About a month ago, in the midst of all the ugliness and craziness of the world, my beautiful oldest daughter gave birth to a beautiful daughter of her own, and suddenly I have found new joy and new abounding appreciation for this gift we call motherhood.
We hear it all the time—that grandchildren are even better than children—but I still wasn’t really sure what to expect, or how it would really feel, but then I held my sweet grandbaby for the first time and it was unabashed, indescribable joy and wonder. It was as if I had made her in some way, as if she was a part of me, but my body was still recognizable. It wasn’t broken and bleeding; I wasn’t so tired that I failed to know what day it was; my breasts weren’t engorged and throbbing in excruciating pain, and I didn’t feel all the weight of her future held in my arms and staring me in the face. I just got to hold her—to take in the utter miracle of her life, of every perfect finger and toe, and just be her grandmother. Every day since has been the same, and the joy and love just continue to multiply. Every time she smiles when she sees me, every time I am the only one who can get her to stop crying, every time she falls asleep in my arms, I just get to love her and be in her life, and it is all gift. It is all a beautiful blessing, a magical repercussion, brought about by the years of love and sacrifice we gave for her mother.

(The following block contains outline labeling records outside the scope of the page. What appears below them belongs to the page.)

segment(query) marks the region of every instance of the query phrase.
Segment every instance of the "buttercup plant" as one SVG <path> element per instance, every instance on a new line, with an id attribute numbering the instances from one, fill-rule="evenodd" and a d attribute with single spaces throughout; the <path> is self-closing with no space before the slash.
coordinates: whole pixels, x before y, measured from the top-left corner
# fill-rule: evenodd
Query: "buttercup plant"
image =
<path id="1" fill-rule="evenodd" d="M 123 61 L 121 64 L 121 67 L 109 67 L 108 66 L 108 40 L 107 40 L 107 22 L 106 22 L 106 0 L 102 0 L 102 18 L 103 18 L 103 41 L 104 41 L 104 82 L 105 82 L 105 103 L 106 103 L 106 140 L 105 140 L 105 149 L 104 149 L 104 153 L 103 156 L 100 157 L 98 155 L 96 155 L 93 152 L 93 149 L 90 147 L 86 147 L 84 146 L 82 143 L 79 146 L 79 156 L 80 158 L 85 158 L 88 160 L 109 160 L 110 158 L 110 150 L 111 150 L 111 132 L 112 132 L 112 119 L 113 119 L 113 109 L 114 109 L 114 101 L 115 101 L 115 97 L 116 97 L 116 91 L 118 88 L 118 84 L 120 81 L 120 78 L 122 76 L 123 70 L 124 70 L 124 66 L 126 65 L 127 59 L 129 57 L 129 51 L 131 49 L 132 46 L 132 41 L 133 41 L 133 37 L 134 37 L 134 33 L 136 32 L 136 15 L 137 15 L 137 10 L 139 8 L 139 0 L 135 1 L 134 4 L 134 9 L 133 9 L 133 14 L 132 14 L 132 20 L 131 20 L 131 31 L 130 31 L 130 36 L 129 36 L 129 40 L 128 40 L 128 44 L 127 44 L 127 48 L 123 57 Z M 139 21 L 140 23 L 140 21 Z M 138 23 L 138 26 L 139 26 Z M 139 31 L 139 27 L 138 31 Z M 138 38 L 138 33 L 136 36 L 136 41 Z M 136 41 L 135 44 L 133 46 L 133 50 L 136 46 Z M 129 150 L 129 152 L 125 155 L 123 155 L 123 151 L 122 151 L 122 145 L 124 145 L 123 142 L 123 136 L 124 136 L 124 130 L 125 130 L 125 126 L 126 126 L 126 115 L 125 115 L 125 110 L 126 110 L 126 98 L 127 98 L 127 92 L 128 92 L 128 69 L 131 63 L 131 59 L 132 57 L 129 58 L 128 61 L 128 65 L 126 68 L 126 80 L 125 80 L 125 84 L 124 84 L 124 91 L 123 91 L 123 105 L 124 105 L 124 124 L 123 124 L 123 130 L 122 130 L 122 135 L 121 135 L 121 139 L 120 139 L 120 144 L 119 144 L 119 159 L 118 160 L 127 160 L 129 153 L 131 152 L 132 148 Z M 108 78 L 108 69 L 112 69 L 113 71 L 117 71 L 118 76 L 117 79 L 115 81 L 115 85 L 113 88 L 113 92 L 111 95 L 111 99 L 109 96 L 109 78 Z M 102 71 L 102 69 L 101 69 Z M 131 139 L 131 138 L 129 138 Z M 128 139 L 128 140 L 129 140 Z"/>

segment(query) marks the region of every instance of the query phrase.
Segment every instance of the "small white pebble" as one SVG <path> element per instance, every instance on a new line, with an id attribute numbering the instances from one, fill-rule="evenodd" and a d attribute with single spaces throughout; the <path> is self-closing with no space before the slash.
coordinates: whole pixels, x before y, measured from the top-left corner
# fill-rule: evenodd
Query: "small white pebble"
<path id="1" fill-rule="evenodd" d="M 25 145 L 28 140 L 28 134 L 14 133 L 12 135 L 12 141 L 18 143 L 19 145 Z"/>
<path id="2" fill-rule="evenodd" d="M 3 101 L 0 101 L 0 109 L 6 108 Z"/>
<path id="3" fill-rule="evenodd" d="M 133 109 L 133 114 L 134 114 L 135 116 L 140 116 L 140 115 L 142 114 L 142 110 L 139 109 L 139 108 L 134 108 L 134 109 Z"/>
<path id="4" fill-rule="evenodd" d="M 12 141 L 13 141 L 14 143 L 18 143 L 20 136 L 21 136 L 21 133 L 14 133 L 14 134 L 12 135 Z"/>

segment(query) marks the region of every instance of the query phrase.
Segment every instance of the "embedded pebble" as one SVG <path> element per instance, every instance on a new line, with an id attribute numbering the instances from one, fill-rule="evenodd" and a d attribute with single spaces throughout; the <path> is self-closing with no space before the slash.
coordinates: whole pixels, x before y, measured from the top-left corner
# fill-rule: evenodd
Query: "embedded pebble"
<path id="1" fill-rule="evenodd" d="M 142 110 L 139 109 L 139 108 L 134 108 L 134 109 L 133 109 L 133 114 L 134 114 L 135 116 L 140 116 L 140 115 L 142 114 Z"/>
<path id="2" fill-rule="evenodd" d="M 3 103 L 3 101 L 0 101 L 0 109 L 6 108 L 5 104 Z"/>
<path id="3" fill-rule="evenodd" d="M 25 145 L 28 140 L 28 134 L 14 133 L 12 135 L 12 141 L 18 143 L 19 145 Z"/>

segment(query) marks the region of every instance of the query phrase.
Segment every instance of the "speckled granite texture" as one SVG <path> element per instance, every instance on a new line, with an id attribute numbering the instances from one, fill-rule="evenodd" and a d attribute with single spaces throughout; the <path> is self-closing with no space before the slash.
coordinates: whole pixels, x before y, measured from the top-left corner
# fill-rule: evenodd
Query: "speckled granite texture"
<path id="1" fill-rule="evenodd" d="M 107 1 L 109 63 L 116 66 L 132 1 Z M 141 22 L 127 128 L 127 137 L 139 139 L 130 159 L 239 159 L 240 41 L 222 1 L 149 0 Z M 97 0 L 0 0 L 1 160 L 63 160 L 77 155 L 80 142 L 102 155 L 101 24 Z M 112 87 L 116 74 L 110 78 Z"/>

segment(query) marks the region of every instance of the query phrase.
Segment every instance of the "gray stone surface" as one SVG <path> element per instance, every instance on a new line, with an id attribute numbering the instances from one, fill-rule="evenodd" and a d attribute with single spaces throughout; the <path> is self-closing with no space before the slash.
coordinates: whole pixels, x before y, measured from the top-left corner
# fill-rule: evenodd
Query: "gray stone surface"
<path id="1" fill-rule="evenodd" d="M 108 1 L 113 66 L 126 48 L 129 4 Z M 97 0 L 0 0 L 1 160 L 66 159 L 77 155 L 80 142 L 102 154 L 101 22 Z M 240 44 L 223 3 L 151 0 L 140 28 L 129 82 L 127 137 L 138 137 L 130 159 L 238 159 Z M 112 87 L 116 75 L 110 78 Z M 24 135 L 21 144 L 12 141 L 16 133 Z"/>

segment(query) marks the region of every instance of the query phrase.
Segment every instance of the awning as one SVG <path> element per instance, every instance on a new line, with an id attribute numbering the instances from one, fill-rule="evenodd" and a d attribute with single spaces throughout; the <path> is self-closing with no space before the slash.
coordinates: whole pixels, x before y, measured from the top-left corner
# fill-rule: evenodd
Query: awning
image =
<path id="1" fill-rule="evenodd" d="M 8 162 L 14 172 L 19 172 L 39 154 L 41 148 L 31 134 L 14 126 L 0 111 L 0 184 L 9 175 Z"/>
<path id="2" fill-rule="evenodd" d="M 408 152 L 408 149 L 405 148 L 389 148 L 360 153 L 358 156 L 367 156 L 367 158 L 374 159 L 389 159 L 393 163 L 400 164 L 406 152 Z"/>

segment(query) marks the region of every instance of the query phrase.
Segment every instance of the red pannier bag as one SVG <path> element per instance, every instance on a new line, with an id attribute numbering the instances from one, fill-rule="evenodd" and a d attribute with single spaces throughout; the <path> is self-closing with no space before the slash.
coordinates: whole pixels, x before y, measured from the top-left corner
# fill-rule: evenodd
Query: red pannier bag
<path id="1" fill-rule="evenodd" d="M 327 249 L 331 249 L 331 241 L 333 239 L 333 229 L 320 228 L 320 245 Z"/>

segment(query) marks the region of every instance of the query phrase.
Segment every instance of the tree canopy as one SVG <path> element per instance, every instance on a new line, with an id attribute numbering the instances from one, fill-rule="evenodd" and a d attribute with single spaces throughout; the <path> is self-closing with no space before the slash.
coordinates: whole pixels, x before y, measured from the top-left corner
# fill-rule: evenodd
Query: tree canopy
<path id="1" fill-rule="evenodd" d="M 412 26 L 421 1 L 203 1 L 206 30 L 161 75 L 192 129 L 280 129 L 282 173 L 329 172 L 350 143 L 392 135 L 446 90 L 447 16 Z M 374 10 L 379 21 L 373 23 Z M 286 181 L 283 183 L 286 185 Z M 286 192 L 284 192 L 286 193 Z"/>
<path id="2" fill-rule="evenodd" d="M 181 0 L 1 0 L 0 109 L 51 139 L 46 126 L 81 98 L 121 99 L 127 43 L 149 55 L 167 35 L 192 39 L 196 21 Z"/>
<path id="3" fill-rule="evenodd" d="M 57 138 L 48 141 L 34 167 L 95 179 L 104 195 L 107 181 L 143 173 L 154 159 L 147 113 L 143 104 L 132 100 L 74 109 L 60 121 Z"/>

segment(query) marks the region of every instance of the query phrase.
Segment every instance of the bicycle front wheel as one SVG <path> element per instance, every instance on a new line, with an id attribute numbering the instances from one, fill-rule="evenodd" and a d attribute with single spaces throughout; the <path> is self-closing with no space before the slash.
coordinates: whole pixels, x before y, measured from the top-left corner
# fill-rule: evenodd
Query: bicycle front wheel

Suddenly, I look in the mirror at the multiplying lines on my aging face, and I think, “Totally worth it to be a Yia Yia.” Granted, I still have six children at home, and my job as mom will never be over, thank goodness, but the fact that our love multiplies, and that love creates new love, which creates new life, is just another reminder of God’s unending generosity towards us.

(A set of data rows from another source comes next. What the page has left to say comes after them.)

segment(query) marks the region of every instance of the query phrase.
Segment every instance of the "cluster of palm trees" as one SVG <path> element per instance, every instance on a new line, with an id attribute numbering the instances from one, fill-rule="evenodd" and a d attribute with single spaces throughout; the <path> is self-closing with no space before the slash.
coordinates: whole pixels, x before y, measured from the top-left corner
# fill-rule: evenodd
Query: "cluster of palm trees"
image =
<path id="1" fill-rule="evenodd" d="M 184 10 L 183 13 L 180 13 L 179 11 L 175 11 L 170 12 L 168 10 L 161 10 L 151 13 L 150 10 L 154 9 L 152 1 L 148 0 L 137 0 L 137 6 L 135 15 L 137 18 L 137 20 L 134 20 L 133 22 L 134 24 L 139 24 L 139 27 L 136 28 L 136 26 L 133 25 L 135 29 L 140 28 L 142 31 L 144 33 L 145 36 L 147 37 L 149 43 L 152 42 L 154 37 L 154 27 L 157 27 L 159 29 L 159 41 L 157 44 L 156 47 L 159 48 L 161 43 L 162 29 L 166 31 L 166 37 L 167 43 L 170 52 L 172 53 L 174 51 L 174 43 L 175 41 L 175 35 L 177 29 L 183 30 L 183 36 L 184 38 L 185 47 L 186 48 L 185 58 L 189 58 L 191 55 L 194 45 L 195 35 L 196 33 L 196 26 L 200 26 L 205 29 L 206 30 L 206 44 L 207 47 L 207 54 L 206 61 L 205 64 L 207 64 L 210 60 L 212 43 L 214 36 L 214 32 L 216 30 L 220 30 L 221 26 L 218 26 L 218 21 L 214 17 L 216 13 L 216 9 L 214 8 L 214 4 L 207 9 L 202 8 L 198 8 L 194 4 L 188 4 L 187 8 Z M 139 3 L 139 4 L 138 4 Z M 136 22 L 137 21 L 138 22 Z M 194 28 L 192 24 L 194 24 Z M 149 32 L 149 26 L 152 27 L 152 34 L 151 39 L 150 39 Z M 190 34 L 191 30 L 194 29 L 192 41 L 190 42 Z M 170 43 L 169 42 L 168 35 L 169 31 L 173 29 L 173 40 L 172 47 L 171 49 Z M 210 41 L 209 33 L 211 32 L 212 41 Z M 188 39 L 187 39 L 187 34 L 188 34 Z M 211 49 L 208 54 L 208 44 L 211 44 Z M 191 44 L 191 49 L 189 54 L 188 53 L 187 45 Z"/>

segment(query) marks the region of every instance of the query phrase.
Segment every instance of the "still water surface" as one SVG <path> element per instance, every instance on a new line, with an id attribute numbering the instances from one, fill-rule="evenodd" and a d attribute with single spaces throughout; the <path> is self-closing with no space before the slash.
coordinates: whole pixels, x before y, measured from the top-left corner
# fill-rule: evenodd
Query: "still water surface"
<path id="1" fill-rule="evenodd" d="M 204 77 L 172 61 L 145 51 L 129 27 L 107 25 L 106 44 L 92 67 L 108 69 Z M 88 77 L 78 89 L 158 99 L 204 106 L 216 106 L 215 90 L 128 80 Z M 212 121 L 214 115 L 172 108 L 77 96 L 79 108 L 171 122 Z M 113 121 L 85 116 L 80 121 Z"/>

This is a time of year that can be wrought with loss for mothers. We watch our babies go off to kindergarten, and we watch our oldest go off to college. We are always preparing them to leave us, to need us less, to learn to live without us, and it always hurts. Of course, we want it, but it still hurts. It seems crazy to me that this time last year I was tearing up (or just full-on ugly crying) about our little girl getting married. And then, as if in a moment, she is here every day with her baby in tow, and she needs me in new ways, and our relationship changes yet again. Another new season.

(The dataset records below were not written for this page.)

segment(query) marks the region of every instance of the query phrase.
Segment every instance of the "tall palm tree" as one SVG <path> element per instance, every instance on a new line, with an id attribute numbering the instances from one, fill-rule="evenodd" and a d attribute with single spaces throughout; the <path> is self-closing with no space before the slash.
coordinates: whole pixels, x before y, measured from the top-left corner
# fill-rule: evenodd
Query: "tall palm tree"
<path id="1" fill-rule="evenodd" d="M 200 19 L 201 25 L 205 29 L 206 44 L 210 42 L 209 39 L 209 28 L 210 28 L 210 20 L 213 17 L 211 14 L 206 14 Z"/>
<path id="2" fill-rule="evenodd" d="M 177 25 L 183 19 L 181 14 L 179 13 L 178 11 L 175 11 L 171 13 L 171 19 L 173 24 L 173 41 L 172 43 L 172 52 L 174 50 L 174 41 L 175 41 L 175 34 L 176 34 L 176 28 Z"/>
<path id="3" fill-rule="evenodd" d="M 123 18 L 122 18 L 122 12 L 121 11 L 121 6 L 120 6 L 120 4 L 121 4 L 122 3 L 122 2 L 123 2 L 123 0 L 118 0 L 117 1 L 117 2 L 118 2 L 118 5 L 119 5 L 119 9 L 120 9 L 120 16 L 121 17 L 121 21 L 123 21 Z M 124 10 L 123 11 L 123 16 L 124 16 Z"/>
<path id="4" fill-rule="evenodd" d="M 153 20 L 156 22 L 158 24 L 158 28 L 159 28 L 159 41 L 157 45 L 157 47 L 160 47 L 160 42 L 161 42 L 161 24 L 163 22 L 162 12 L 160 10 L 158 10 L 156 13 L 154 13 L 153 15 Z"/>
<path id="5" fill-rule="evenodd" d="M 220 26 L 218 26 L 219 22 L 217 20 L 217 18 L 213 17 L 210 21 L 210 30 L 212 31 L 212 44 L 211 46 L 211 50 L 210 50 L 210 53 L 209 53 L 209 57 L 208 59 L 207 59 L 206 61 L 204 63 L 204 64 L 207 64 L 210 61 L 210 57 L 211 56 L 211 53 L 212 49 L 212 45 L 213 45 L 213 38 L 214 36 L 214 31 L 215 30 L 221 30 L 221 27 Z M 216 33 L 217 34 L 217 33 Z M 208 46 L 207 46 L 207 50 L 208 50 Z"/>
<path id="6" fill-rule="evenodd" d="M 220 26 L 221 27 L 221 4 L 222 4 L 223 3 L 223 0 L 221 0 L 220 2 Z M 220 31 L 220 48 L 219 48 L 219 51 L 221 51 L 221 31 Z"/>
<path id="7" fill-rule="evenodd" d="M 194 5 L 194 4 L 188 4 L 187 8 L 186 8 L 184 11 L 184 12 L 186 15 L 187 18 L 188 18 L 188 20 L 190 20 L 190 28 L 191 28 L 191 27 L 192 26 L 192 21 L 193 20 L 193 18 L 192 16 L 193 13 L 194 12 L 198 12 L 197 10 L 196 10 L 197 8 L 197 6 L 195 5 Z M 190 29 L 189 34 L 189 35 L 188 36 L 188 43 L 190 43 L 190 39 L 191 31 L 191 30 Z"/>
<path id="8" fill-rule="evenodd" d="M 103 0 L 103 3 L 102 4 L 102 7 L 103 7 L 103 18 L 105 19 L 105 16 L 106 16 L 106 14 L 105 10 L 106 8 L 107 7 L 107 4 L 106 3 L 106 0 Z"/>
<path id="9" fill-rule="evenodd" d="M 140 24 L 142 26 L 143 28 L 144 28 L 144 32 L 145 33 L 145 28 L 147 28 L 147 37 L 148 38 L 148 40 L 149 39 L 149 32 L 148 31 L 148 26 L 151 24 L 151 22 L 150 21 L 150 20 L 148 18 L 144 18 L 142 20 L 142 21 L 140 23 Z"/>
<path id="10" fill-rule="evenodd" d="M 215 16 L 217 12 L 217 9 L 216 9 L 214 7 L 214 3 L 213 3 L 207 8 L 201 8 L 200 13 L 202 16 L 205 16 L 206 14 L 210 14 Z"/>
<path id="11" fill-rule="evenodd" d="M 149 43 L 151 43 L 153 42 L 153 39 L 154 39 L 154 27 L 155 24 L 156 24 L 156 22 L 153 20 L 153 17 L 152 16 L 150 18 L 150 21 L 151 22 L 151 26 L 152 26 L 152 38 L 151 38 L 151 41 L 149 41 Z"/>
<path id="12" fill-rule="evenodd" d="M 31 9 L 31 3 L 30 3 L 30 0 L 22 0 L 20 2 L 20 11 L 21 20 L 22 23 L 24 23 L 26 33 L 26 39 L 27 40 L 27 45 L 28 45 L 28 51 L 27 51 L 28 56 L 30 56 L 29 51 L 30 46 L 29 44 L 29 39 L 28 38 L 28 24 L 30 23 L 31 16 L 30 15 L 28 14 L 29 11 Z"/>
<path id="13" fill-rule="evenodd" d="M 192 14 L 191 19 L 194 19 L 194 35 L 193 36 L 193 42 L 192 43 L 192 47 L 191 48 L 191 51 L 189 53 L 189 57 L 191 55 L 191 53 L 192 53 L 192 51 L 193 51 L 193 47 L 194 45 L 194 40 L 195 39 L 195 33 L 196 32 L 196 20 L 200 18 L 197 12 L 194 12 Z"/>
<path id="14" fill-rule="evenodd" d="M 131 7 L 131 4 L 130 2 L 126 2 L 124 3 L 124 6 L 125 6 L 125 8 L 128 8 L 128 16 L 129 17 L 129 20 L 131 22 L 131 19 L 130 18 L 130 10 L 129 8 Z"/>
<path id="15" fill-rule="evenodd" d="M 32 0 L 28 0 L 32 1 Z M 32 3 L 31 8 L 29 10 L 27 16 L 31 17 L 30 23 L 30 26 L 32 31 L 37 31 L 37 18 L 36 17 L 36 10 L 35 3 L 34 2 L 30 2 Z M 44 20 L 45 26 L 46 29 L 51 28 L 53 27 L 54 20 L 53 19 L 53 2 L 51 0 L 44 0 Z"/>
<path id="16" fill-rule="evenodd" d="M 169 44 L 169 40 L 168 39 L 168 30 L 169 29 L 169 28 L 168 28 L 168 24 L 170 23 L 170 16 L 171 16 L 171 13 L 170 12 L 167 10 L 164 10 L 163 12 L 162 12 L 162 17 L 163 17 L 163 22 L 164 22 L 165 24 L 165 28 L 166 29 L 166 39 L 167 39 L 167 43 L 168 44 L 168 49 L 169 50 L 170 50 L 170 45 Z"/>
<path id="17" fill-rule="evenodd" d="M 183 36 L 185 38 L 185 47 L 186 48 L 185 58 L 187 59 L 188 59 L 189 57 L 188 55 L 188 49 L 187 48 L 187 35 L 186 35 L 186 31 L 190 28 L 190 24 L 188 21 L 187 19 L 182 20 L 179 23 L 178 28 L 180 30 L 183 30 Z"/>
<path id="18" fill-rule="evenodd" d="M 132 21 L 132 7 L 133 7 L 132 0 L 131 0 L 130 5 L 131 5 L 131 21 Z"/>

Seasons. That is the only way to survive motherhood—to think of it in seasons. You dear young mothers in the trenches, soaked in breast milk and sleep-deprived, this season will pass. To the constant-carpoolers, referees, and homework monitors, this season will also dwindle. And to the moms saying goodbye and decorating college dorms, they will come home again. And if we’re lucky, these people we have given our lives for will each give us seven or eight beautiful grandchildren that we can hold, and spoil, and love . . . and hand back at the end of the day.